GzP Gasthof zur Post Frontenhausen

Umbau, Sanierung und Erweiterung des denkmalgeschützten Anwesens "Gasthof zur Post" - Frontenhausen

Info

Planung: 2016-2017
Bauzeit: 2018-2020
Bearbeiter: Eva Doblinger (Projektleitung), Sonja Barth, Claudio Aresta, Beate Häuser, Thomas Schmid
Ort: Frontenhausen, Lkr. Dingolfing-Landau
Leistungsphasen: 1 - 9
BGF: Bestand 2.430 m², Neubau Anbau 235 m², Neubau Stadel 149 m²
Kosten (KG 200-600): 6,3 Mio € brutto
Bauherr: Marktgemeinde Frontenhausen
Planung: aichner kazzer architekten PartGmbB
Künstlerische Oberleitung: aichner kazzer architekten PartGmbB
Bauleitung: wackerbauer & reitberger architekten
Restauratorische Befunduntersuchung: Josef Kreilinger, Restaurator
Brandschutzplanung: Kortüm Architekt Brandschutzplaner
Tragwerksplanung: Polster Beratende Ingenieure, mit IFB Eigenschenk (Rabitzgewölbe)
Elektroplanung: Planungsbüro Bertram, mit Planungsbüro Endl (Bühnen-/Medientechnik)
Haustechnikplanung: Ingenieurbüro Wolfgang Schultes, mit Gastro Lehner (Küchenplanung)
Freiflächenplanung: raum + zeit, Landschaftsarchitektur Stadtplanung
Bauphysik: IBN Bauphysik GmbH & Co. KG
Förderung: Dieses Projekt wird im Städtebauförderungsprogramm „Kleinere Städte und Gemeinden“ und im Investitionspakt „Soziale Integration im Quartier“ mit Mitteln des Bundes und des Freistaats Bayern gefördert.

Jugendstilsaal Balkon
Jugendstilsaal Balkon

Aufgabe

Das bis zuletzt leer stehende, denkmalgeschützte Anwesen "Gasthof zur Post" in der Ortsmitte wird im Auftrag der Marktgemeinde Frontenhausen grundlegend saniert und brandschutztechnisch ertüchtigt sowie um einen Technikanbau und einen hofseitigen Stadel erweitert.

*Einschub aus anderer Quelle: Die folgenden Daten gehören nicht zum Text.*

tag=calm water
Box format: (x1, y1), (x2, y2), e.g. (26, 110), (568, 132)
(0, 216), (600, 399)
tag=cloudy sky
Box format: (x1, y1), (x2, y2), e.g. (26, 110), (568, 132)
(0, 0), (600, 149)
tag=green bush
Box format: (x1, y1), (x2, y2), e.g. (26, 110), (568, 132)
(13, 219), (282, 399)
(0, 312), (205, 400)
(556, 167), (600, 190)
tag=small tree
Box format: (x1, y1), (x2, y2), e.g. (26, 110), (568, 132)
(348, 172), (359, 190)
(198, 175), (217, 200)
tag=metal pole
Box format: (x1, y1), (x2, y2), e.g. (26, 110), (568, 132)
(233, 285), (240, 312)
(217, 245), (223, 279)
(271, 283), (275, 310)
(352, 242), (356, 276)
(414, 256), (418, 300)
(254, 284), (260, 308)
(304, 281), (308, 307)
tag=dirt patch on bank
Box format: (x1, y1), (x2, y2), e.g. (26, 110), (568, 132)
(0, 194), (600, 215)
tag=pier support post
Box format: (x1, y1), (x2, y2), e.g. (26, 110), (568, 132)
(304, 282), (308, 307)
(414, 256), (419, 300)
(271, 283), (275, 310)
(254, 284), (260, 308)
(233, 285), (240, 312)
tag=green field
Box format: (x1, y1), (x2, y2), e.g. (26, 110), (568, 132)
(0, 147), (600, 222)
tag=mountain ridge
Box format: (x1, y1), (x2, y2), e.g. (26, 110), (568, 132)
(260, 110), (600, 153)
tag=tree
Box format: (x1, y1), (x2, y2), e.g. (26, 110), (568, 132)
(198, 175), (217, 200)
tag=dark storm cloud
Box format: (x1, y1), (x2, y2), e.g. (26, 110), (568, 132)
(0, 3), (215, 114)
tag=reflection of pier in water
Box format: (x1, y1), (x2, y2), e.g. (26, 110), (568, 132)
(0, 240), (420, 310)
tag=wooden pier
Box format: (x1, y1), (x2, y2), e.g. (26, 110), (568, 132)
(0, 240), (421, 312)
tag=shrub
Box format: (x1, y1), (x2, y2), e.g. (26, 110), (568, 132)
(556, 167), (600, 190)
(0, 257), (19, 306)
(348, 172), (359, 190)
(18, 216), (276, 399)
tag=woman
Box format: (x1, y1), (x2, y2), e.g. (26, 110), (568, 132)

Das Gebäude "Gasthof zur Post" wurde 1905 errichtet. Es weist innen und außen Stilelemente des Jugendstils auf und ist weitestgehend in seiner bauzeitlichen Substanz erhalten. Es ist deshalb als herausragendes Beispiel von hohem baugeschichtlichem Wert und als Einzeldenkmal in der Denkmalliste des Bayrischen Landesamtes für Denkmalpflege (BLfD) gelistet.

Das Gebäude wird als Gemeindezentrum mit einer Gaststätte im Erdgeschoss wieder in Betrieb genommen. Der Tanzsaal mit den ehemaligen Fremdenzimmern im 1. Obergeschoss wird als Veranstaltungssaal mit dazugehörigen Nebenräumen für Kulturereignisse genutzt werden. Die ehemaligen Fremdenzimmer im 2. Obergeschoss werden den örtlichen Vereinen als Treffpunkt zur Verfügung stehen.

Notwendigkeit der Maßnahme

Im Hauptgebäude lag ein allgemeiner Renovierungsstau vor. Dies betraf unter Anderem den Zustand der bauzeitlichen Fenster, der technischen Ausstattung und Sanitäranlagen sowie allgemein sämtliche Oberflächen der Türen, Böden, Wände und Decken. In einzelnen Bereichen lagen Wasserschäden oder Insektenfraß an den Holzkonstruktionen vor. Die stuckgegliederte Straßenfassade mit den darüber liegenden verputzten Dachgauben musste grundlegend überarbeitet und wieder aufgebaut werden.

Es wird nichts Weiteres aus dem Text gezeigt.